OK, “Magic Carpet Ride” isn’t as mind-blowing as it was when I was 7, and “Born to Be Wild” has lost something thanks to overexposure, but “Hey, Lawdy Mama” came up on a playlist the other day, and I was as ready to pick a fight with a stranger as ever. That is possibly the most badass song ever. Some of those little guitar hooks could take down the best guitar hooks by the mighty Lynyrd Skynyrd.
And don’t get me started on “The Pusher.” It’s as ominous and unintentionally funny as ever.
We could be talking more often about the 5 or 6 great singles by Steppenwolf, but instead, we go on for days over T. Rex or lazy-ass Alex Chilton. Why?
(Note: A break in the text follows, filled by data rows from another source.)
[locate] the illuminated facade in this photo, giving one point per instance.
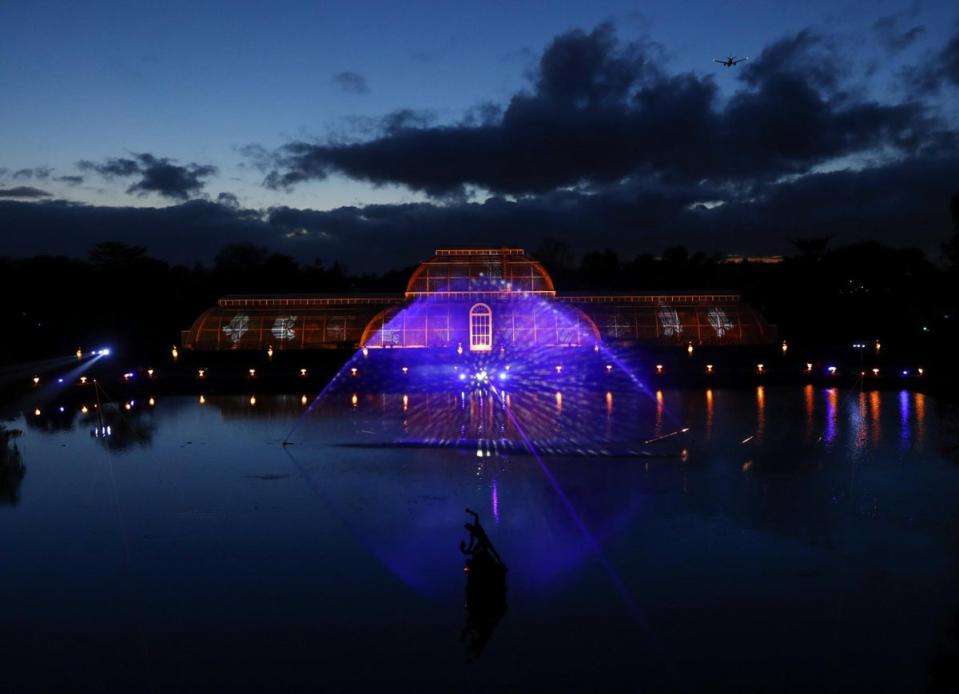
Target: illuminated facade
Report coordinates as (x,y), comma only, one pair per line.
(476,300)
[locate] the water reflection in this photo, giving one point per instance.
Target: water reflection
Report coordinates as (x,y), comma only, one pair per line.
(709,413)
(919,402)
(875,421)
(390,518)
(485,588)
(760,413)
(12,469)
(809,399)
(832,415)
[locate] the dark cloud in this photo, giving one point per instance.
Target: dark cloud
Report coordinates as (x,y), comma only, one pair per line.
(949,58)
(937,71)
(600,110)
(158,175)
(228,200)
(894,35)
(183,233)
(901,203)
(351,82)
(40,173)
(23,192)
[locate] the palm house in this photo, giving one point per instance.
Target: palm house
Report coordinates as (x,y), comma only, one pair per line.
(477,300)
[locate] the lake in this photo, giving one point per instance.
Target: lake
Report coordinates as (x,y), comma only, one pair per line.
(794,538)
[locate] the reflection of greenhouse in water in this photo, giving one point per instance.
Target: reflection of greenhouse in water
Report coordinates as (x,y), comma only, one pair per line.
(476,300)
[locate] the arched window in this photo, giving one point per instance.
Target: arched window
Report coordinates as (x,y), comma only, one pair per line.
(481,328)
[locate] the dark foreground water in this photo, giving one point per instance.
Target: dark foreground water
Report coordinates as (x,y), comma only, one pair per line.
(190,550)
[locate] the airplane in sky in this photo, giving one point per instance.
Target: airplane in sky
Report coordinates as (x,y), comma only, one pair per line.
(730,60)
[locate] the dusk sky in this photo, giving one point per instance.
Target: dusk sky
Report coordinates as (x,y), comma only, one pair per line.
(373,132)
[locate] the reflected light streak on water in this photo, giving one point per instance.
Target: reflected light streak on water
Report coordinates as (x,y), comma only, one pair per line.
(832,415)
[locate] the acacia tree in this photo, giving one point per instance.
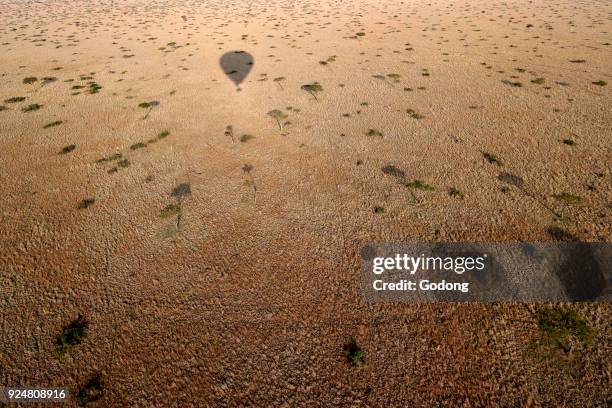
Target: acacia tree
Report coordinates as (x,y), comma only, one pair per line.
(313,89)
(278,115)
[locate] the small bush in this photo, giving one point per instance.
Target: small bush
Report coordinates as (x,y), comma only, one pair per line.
(72,334)
(560,324)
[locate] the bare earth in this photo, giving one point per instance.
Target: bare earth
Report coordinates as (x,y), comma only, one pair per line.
(217,269)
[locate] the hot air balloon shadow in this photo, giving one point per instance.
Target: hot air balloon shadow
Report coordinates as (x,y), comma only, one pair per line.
(236,65)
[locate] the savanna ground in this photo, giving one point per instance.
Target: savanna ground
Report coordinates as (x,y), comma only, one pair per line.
(209,239)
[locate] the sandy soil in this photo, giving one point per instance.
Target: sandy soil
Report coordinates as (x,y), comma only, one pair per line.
(216,269)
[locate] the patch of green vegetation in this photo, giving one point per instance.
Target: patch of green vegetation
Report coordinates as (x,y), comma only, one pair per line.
(86,203)
(569,198)
(419,185)
(51,124)
(15,99)
(170,210)
(92,391)
(72,334)
(245,138)
(374,132)
(355,355)
(67,149)
(31,107)
(455,193)
(561,324)
(493,159)
(138,145)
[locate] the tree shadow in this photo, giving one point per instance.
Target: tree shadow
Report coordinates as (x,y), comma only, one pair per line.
(236,65)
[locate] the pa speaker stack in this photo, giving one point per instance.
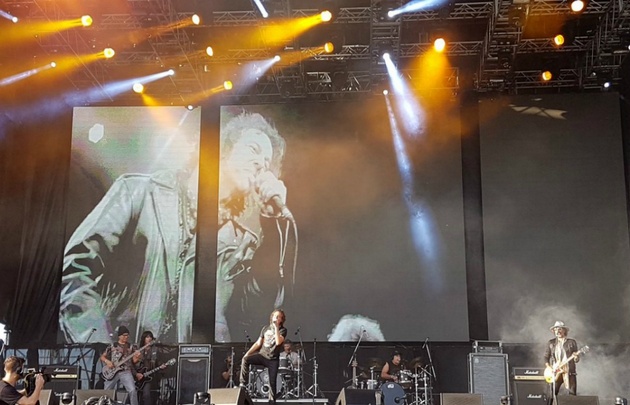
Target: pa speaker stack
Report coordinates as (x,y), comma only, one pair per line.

It takes a big man to admit when he’s wrong — but it takes a much, much smaller man to take nearly 40 years to ‘fess up to his mistakes. And that’s just the kind of man I am. So here I am, stripped naked of shame and regret, chained to the Orockle doors, megaphone in hand, ready to scream into the howling wind: I WAS WRONG ABOUT ALEX CHILTON’S 1980s OUTPUT!
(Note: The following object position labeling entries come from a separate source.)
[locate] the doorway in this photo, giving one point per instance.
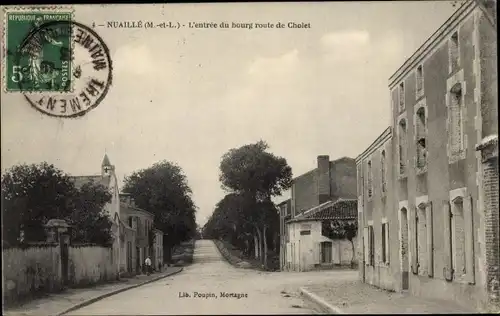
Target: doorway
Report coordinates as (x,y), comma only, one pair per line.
(404,249)
(326,252)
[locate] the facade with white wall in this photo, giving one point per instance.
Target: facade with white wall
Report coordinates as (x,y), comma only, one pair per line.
(308,248)
(440,209)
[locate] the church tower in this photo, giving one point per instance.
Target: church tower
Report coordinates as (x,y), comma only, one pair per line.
(107,168)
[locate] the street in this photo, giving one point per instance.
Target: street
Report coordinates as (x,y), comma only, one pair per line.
(212,286)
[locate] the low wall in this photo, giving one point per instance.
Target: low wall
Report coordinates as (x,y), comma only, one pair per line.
(342,252)
(90,265)
(28,272)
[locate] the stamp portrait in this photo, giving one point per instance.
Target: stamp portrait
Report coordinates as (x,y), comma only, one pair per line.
(42,64)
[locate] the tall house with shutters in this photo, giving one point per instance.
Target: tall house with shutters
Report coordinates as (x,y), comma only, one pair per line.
(432,227)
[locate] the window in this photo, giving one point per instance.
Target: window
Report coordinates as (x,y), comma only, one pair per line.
(420,81)
(370,188)
(383,171)
(421,229)
(401,97)
(461,245)
(455,119)
(421,138)
(454,52)
(402,146)
(459,265)
(385,243)
(371,245)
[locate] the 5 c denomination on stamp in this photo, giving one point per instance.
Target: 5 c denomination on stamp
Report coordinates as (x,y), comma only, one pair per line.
(42,64)
(62,67)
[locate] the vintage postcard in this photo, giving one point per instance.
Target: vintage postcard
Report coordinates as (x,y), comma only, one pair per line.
(250,158)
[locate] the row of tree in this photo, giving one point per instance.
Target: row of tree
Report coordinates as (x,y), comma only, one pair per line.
(246,216)
(34,194)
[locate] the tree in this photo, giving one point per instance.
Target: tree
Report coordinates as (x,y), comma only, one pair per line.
(341,229)
(163,190)
(256,175)
(91,223)
(34,194)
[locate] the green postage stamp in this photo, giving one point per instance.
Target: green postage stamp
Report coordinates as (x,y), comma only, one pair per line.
(37,57)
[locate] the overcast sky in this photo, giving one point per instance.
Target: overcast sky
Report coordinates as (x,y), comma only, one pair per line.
(190,95)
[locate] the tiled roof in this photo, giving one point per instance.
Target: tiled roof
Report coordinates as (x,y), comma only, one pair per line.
(134,208)
(81,180)
(340,209)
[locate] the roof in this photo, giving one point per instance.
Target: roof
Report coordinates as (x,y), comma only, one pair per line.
(284,202)
(379,141)
(332,162)
(340,209)
(134,208)
(105,161)
(79,181)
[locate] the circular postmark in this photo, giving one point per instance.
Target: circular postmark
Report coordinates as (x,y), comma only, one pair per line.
(66,68)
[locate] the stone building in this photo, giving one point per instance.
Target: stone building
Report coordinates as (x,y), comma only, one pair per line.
(158,249)
(441,199)
(314,196)
(142,222)
(108,179)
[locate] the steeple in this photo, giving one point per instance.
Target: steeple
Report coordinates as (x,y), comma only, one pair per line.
(106,166)
(105,161)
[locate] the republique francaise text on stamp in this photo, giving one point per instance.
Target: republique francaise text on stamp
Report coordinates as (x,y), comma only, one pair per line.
(63,67)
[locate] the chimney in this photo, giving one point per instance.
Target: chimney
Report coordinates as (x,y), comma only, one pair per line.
(323,173)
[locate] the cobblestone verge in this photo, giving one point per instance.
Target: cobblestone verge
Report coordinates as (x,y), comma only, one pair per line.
(71,299)
(357,297)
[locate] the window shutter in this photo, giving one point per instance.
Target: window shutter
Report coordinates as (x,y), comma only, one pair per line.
(414,262)
(469,242)
(387,243)
(365,242)
(430,241)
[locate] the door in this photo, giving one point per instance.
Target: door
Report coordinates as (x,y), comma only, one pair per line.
(404,249)
(137,260)
(305,250)
(129,256)
(326,252)
(64,244)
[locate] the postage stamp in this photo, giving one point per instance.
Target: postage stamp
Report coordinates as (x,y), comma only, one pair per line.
(62,67)
(43,64)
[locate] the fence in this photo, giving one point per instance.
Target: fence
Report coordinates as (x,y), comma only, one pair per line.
(90,265)
(29,271)
(38,269)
Like everybody else who came into rock maturity in the 1980s (other than E. Pluribus Gergeley), I fell deeply in love with Big Star upon hearing them as a pimply-faced college puke. Big Star had everything I needed as a budding music nerd, in overwhelming abundance: Impeccable song craft! Soaring harmonies! Clanging guitars! Doomed-to-fail braininess! I-know-more-than-you-do exclusivity!
I rhapsodized over the pop perfection of their first two albums, and made excuses for the shambolic weirdness of the third. I agonized over the band’s collapse, and cursed the world for not appreciating their greatness, even as I enjoyed being one of the select few who actually owned a copy of “Radio City” on the original Ardent label. I decided Alex Chilton was a genius.
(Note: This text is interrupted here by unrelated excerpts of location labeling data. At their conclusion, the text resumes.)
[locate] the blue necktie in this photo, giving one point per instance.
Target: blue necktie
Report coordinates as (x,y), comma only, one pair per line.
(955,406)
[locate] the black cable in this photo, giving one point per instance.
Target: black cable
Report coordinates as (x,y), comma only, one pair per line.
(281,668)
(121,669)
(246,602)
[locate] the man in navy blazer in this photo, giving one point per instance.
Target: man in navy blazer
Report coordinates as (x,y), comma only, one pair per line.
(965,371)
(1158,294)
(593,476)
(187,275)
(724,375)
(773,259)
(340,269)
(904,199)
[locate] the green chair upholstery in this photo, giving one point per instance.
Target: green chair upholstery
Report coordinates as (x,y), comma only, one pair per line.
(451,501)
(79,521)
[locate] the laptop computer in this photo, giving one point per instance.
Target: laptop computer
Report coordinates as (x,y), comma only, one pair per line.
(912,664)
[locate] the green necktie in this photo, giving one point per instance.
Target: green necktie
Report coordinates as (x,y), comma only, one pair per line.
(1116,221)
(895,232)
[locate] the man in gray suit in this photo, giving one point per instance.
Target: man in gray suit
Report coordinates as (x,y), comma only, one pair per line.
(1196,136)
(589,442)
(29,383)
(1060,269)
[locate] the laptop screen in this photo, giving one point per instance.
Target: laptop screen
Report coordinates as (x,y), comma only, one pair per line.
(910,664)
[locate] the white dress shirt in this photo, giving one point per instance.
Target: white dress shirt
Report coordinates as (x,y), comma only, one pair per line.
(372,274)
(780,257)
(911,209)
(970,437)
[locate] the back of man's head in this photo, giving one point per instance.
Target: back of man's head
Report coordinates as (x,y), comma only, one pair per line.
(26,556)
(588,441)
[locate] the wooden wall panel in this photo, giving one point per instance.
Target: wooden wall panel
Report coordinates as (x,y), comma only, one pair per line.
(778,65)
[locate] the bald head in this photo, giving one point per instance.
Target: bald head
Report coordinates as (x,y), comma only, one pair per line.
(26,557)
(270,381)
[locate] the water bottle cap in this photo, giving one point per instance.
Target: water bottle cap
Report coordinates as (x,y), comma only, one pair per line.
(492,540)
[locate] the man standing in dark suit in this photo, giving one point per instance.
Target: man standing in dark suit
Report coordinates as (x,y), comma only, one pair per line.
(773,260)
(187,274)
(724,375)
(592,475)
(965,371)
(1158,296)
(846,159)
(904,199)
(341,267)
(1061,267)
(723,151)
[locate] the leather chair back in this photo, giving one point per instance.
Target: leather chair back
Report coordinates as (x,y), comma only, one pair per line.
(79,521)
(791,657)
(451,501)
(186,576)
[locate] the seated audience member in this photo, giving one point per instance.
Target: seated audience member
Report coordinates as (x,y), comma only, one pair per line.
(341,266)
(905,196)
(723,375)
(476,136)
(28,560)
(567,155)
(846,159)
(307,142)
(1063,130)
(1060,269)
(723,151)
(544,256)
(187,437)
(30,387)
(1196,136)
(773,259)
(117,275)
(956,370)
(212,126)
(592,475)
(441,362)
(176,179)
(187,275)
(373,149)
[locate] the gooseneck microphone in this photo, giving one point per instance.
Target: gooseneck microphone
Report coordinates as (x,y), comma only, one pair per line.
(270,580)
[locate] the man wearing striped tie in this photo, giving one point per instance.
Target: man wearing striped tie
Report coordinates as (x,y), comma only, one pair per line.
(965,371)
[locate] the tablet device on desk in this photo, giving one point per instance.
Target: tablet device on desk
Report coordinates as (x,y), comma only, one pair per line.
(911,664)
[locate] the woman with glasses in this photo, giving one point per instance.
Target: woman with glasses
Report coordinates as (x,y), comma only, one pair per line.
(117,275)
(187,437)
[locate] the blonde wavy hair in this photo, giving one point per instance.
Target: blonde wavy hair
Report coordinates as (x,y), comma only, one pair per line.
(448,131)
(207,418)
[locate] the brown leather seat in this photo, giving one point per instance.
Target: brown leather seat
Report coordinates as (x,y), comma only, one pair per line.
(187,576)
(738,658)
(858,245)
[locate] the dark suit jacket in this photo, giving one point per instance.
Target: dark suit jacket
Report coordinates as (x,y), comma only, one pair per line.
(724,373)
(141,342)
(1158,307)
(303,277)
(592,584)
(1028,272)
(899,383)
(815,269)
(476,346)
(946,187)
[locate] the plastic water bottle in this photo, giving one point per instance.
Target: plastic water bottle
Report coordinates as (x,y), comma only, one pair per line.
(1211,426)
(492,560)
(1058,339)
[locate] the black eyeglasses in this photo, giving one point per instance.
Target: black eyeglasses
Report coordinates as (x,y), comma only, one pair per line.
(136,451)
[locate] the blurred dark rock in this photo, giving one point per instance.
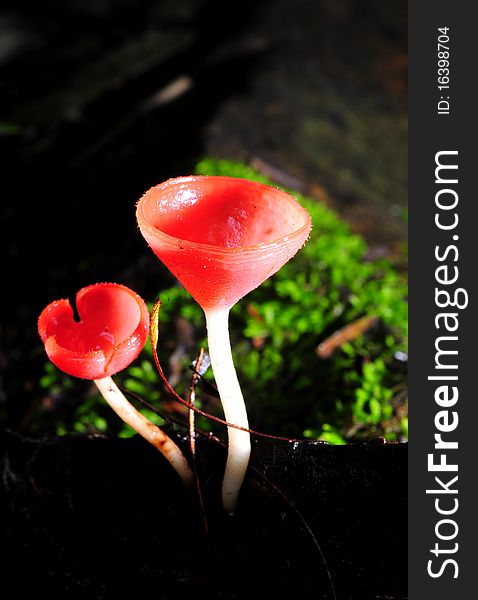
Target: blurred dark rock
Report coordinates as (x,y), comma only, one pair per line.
(96,518)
Of course, I wasn’t the only music nerd in the 1980s to discover Chilton and Big Star, so a few indie labels decided it would make good business sense to green-light various Chilton “comeback” projects, which were targeted fairly specifically at people like me. And here is where I started to go very, very wrong — because, like almost everybody else at the time, I thought these albums and EPs sucked.
The critical take on Chilton’s first “comeback” album, “High Priest,” was basically: “huh?” Everybody, including (probably especially) me, just could not understand why the man we perceived as the creative genius behind the dense, powerful, proto-power pop of Big Star would debase himself with such a lazy throwaway album of obscure ’60s AM/soul radio material. The arrangements were sloppy — not insane, or non-existent, as on “Like Flies On Sherbert,” but stripped down, basic, elemental… yeah, “lazy.” Basically, if Alex had wanted to piss off all the people looking for a return to Big Star’s style and substance, he couldn’t have done a better job.
But — even as some critics twisted themselves into pretzels trying to convince us this was all part of a Chilton master plan to fool the world by deliberately making music that was beneath him — the truth is that this album, and most of the other stuff he released as an indie elder statesman, was great. Not Great with a capital “G,” but impeccably curated, played with honesty, clarity, and nuance, and generally pleasing to the earbulbs. I’ve grown into a place where I absolutely adore these records, and I listen to them far more often than the Big Star material (which I still marvel at, but find to be very much “of an era.”)
I should point out that I also love the original artists’ versions of the covers within this catalog. But Chilton’s soulful interpretations are unique, and meaningful. Like a bop jazz trio doing a set of Broadway show tunes, they’re measurably different from the originals, but respectful of the source material.
All this to say: go check out “High Priest,” or “Set,” and listen with an open mind. I think you’ll like what you hear.